The only GCPS charter schools I'm familiar with at all are Ivy Prep and GMST. I have friends who chose each for their students. When GMST was established, there was no accelerated "track" for gifted Math students at Duluth and other GCPS high schools. GMST was temporarily housed on the Duluth High School campus. For several reasons, including location and the involvement of former DMS principal Kay Harvey, there was a statistically significant percentage of GMST students from within the Duluth Cluster. If you look at the "exceeds" category in Math for Duluth, you will see the unintended consequence of the "loss" to DHS of these "high achievers". DHS has not met the requirements of its IE2 contract for the past two years. According to the IE2 contract, DHS will become a conversion charter school based on this year's IE2 performance. According to the contract, it appears that conversion charter schools are no longer under sole control of GCPS, but rather the local school and are provided with a proven successful charter school administration.

While GMST took the best of the best for it's GCPS "endorsed" charter school other GCPS parents were concerned by the discriminatory gap in achievement (retention rates, drop outs, disciplinary actions, etc.) at their designated GCPS schools. They created Ivy Prep whose charter petitions were (and are) repeatedly denied by GCPS. Fortunately, they successfully operated under the state charter until last year. I'm proud of my children's accomplishments and their schools, but I can't deny that all indicators of success show Ivy Prep provided a statistically significant educational advantage to these students.

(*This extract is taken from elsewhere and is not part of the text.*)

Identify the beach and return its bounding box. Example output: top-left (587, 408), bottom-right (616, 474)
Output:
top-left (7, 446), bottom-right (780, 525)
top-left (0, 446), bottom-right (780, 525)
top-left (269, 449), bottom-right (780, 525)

Today, most of the high schools, including Duluth, offer advanced accelerated math opportunities such as having an on-line GA Tech professor. There appear to be advantages to keeping the "best and brightest" within our communities. With today's technology, the "teacher" can come to the "learner" anywhere. However, now our "gap" seems to occur with the "average" student. GCPS doesn't seem to be showing gains in this category. When you pull out all the "models" for this group, increase class size, etc. long term student success is difficult. I just could not understand why GCPS would sue successful charter school organizations that they had "passed" on chartering themselves.